This month Camara Jones visited our school to deliver the Jonathan Mann Health and Human Rights Memorial Lecture and eloquently spoke about racism and the multifaceted ways in which racism can affect health. When we think about the impact of racism on health one of the first things that comes to mind is what Dr. Jones refers to as “personally-mediated” racism. Personally mediated racism results in a collection of often subtle but pervasive and persistent daily experiences that can set off the body’s “fight or flight” responses leading to a cascade of physiologic effects that can trigger things like deposition of body fat, diabetes, and elevations of blood pressure. Dr. Jones also spoke about the role of internalized racism, in her words “the acceptance by members of the stigmatized races of negative messages about their own abilities and intrinsic worth”. Internalized racism can also have subtle yet important effects on health.
But perhaps the most profound way in which racism affects health has to do with institutionalized racism. Institutionalized racism limits access to power and material resources. It constrains the economic, educational and employment opportunities of discriminated groups and shapes the environments in which these groups live with profound consequences for health over the lifecourse and even across generations. Institutionalized racism is thus a fundamental cause of a constellation of other “downstream” factors that impact health. In public health we are very accustomed to thinking about these fundamental “upstream” causes. Intervening on these causes through policy is a defining feature of the public health approach.
The very same day of the Jonathan Mann Memorial lecture a front page article in the New York Times reported on remarkable gains in life expectancy in black Americans over the past 15 years and a striking narrowing of the life expectancy gap between black and white Americans from 7 years in 1990 to 3.4 years in 2014. Why did this happen? How does this favorable evolution of mortality fit in with the persistence of racism in our society? An audience member at the Jonathan Mann lecture asked us to reflect on precisely this question.

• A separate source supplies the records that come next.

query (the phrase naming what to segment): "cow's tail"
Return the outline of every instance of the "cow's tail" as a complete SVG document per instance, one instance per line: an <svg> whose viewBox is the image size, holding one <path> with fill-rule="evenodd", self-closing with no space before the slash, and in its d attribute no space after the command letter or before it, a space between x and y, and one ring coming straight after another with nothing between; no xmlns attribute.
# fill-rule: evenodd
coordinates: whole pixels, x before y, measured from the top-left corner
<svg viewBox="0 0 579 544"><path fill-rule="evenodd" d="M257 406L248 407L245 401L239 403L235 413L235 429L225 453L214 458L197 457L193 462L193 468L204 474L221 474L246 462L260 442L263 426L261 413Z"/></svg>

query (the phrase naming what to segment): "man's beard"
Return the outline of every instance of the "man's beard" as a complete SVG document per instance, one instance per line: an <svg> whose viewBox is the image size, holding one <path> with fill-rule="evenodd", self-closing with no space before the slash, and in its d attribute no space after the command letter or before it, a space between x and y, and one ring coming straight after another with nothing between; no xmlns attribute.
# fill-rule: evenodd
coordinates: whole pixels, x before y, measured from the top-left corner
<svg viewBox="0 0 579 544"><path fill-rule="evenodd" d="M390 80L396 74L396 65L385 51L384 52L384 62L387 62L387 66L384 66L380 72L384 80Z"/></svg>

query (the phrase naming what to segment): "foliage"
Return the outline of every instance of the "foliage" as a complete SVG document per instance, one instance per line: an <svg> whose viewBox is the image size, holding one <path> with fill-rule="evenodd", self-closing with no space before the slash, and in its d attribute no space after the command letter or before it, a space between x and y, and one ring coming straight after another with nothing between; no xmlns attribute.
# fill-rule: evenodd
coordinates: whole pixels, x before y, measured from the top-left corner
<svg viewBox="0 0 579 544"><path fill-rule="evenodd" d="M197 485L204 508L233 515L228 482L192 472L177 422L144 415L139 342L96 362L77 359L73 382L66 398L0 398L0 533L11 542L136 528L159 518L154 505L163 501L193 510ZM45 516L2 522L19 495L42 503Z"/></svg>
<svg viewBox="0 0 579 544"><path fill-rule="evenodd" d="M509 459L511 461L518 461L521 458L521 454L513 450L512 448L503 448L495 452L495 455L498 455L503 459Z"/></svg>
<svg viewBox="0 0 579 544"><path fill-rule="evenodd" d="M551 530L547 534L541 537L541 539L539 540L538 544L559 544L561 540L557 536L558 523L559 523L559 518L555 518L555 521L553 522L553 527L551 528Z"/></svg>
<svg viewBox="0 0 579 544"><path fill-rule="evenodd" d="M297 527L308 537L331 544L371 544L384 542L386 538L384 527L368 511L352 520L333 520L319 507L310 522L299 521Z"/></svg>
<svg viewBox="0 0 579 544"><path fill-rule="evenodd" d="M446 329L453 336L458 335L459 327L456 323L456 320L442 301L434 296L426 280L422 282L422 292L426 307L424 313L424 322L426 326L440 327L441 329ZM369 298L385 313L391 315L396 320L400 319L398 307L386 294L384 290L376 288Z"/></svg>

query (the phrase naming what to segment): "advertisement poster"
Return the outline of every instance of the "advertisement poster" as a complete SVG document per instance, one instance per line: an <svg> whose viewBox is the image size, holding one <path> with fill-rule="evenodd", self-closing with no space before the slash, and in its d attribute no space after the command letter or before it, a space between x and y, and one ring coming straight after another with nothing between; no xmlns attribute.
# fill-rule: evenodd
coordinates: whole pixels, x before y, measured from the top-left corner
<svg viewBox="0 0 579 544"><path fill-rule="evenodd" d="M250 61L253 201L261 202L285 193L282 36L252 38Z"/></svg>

The hallmark of a good public health approach is to take a good look at the data in order to precisely describe the patterns and also search for clues of what might explain what we see. The reduction in the life expectancy gap appears to be attributable to reductions in death rates from a range of causes including heart disease, HIV, cancer, unintentional injuries and homicide (especially in men). Infant mortality has also dropped proportionately more in blacks than in whites.
But the picture is not as rosy as it may first appear. A closer examination of the actual values of life expectancy for blacks and whites in 1990 shows that blacks started out much lower (only 69.1 years compared to 76.1 years). It is not unexpected that gains would occur more easily (and more rapidly) when life expectancy starts at lower values than when it is already high to begin with.
Indeed between the early 1980s and the mid 1990s US blacks experienced not only stalling but also unprecedented declines in life expectancy largely attributable HIV, homicides, and the crack epidemic. Hence the more rapid increases in life expectancy occurred right after a period during which life expectancy had been evolving much more unfavorably in blacks than in whites. In addition, part of the reduction in the life expectancy gap is attributable to unfavorable trends in life expectancy in some groups of whites (primarily whites with low education) linked to the opioid epidemic, although this appears to explain only a small proportion of the reduction.
Of course these summary numbers hide important heterogeneity within both blacks and whites associated with socioeconomic factors. For example, a 2012 study reported that white men with 16 or more years of schooling can expect to live an average of 14 years longer than black men with fewer than 12 years of education. Race and class thus need to be considered jointly as they affect health through interrelated pathways.
A critical fact is that despite reductions in the life expectancy gap between blacks and whites, blacks continue to experience substantially higher death rates due to heart disease, cancer, homicide, diabetes, and perinatal conditions, with these conditions accounting for 60 percent of the black-white gap. As noted by the CDC report, the gap would be even larger "if not for the lower death rates for the black population for suicide, unintentional injuries, and chronic lower respiratory diseases."
Certainly the favorable evolution of life expectancy among blacks over recent years is very good news. It is important to identify the key drivers of this improvement. But the stark reality is that there is still much to be done to eliminate the disparities in health by race, ethnicity, and social class that plague our societies. According to the Philadelphia Department of Public Health 2015 Community Needs Assessment, life expectancy was only 69 years for black men compared to 74.9 years for white men, and 77.4 years in black women compared to 80.5 years in white women. Differences in premature mortality are especially striking: the years of potential life lost before age 75 were close to 11,800 years per 100,000 persons for blacks but only about 7,400 years per 100,000 persons for whites.
Dr. Jones challenged us to think broadly about the impact of racism on health. Despite progress made, the persistence of stark differences in health by race highlights that eliminating racism at all levels, taking action to redress its historical effects, and acting broadly on the social determinants of health remain key strategies to improving population health.